Like the death of the novel, the death of the suit has been loudly and frequently proclaimed. Dressing down, we are told, is the new chic. Anyone who knows a seam from a salmon sandwich knows that the future lies in airy, informal separates, designer T-shirts, sandy-beige carpenter pants and deck shoes. Wear anything more formal, and you must be some oddball with a uniform fetish.

The latest bringer of this happy news is Moss Bros, the tuxedo-rentals company which now owns most men's fashion shops in the UK. This week they announced two things: first that they'd suffered losses of £16m in the last year; and second that they were "sidelining formalwear" in their high- street chain stores. In future, "There will be a de-emphasis on suits," said Rowland Gee, managing director. "There's a future for suits, but it's in top-brand versatile suits, not indifferent classic suits that are unexciting. The classic pinstripe look has taken a hit."

We can concede Mr Gee a point. Men's suits in shop windows at Moss Bros's stores - Blazer, Savoy Taylors Guild, The Suit Company, Cecil Gee - have indeed reached a level of grey, anodyne boringness that would sedate a herd of stampeding buffalo. Even Hugo Boss, the German suit-maker that once turned out sexy, streamlined Vorsprung durch technik three-piece jobs, has become, under Moss Bros's management, terminally dull.

We can blame the legendary DJ-hirers for many things. They're the reason why men's clothes shops are now oceans of grey and beige, the material about as appealing as sandpaper. They're the reason the word "suit" has become a generic term for characterless, number-crunching anonymity.

But Mr Gee is quite wrong about pinstripes. In this company, the classic pinstripe sticks out a mile. It was a gorgeous invention, impeccably smart but mildly subversive, as if always mocking the very formality that engendered it. The trouble is, nobody wears pinstripe any more, not because it is too boring but because it is too dandified.

Instead, the business male strives to be... But I think you know what's coming, don't you? You know the dread word that has single-handedly ruined the men's fashion industry at street level. Here's a clue: a hundred of Moss Bros's chain stores will be relaunched next year under the title "CODE shops". The letters stand for "Casual Office Dressing and Essentials". And it's the C-word that I've come to hate.

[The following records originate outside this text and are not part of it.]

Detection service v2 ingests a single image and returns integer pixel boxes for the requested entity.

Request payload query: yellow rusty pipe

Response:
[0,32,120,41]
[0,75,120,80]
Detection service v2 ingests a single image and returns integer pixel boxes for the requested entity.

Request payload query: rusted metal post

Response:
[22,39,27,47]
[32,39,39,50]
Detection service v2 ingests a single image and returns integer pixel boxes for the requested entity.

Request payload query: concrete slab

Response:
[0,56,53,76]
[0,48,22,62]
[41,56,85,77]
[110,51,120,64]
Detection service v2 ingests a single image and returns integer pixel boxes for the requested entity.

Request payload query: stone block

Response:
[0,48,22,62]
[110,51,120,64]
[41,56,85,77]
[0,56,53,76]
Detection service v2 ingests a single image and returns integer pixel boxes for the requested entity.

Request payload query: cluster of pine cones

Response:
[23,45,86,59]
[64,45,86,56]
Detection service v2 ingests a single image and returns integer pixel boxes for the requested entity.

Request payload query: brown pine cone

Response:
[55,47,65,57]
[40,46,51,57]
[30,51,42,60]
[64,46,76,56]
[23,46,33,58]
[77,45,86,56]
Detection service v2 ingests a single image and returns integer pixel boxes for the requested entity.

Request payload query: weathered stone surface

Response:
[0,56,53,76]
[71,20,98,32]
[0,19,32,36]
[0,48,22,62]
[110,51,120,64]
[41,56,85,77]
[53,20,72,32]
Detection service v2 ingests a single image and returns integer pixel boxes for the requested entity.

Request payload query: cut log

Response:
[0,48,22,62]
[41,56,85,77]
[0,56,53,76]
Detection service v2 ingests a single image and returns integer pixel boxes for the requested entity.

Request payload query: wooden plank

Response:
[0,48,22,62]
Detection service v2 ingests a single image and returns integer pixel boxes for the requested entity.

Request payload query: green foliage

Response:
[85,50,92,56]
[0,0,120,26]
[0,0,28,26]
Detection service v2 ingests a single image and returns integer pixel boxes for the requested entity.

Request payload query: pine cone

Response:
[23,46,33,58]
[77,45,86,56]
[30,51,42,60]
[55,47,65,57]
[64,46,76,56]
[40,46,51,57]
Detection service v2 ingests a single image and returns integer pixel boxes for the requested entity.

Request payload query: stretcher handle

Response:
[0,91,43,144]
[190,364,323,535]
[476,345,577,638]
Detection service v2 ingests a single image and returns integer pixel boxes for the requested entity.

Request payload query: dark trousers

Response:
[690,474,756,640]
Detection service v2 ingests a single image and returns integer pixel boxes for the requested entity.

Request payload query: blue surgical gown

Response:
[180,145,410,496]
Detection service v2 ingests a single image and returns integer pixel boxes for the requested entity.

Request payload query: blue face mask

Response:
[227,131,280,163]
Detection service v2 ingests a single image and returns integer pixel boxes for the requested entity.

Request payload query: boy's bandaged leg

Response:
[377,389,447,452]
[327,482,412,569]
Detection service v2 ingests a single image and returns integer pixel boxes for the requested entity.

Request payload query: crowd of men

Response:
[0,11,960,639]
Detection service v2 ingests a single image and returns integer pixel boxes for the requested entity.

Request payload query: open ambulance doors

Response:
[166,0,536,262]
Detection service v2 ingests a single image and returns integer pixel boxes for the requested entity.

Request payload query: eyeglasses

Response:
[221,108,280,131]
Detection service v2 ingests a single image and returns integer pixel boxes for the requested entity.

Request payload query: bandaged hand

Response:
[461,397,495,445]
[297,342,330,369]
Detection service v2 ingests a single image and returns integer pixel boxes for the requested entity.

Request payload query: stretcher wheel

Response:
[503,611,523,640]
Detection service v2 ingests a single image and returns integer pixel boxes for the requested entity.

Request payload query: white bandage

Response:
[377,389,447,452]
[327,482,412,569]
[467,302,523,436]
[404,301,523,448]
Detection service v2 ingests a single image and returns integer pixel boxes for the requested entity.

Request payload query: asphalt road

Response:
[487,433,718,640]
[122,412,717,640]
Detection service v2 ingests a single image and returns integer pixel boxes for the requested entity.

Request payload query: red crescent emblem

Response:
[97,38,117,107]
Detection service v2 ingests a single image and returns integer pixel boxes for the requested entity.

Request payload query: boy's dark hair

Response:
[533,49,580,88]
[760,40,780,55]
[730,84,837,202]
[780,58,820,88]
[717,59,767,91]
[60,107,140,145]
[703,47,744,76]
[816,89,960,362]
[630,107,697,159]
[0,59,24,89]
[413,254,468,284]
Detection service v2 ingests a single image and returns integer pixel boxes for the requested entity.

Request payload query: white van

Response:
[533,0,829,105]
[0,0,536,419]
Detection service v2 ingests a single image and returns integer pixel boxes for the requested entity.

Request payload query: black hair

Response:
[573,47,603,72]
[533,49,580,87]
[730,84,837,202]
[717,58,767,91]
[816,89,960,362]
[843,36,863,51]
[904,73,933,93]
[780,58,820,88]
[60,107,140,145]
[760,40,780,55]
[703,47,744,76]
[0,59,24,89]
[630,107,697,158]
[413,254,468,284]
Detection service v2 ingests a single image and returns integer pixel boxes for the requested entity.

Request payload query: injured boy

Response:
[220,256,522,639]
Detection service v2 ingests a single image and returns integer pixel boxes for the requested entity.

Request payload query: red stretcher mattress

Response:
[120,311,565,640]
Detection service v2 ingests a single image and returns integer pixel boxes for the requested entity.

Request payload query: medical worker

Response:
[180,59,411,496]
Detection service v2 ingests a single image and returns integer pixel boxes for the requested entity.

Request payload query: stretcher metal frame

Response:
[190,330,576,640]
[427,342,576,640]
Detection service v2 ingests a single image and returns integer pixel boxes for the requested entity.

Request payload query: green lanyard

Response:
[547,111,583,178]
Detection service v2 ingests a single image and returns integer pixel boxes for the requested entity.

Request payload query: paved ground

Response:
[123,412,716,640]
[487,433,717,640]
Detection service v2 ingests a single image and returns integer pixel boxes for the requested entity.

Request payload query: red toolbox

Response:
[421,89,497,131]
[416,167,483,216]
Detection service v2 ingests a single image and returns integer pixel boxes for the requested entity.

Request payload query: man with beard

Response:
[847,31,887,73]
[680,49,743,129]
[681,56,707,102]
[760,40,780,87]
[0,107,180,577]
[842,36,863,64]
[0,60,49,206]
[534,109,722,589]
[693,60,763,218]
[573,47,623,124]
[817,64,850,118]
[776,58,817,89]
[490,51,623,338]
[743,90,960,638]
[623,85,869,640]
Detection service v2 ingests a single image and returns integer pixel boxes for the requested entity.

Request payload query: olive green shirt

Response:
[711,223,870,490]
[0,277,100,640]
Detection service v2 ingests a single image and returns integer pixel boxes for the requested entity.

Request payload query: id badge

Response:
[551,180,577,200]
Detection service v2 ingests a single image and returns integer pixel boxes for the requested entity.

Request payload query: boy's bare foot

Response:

Casual! When did we decide we all wanted to be casual (or "casual but smart" in that oikish, nightclub-bouncer phrase)? Let me remind you what it means: "Accidental, unforeseen, occasional, off-hand" says the Chambers Dictionary, "(of sexual relations) lacking in depth of feeling or commitment; negligent; careless; unceremonious".

What a litany of awkward, unsophisticated connotations, compared to the sensational armour of a good suit, the floor-to-ceiling, all-embracing, second-skin sweep of a well-cut two-piece, the cool bella figura of the long-fitting jacket, the pleat-fronted strides, the four-button cuff...

What we need is for British tailors to make more interesting suits, to make them cheaper than Paul Smith but with the same zing and dazzle. Black suits à la Reservoir Dogs. Green or purple check suits like Ozwald Boateng's gorgeous peacock range. Suits with cool red stitching on the shoulder and polka-dot linings like William Hunt's of Neal Street. Suits with some colour in the weave, or a white buttonhole...

Hell, just something with a hint of character about it, to stop us falling into either the narcoleptic embrace of the Grey Business Horror, or the Casual Camouflage of the modern British slob.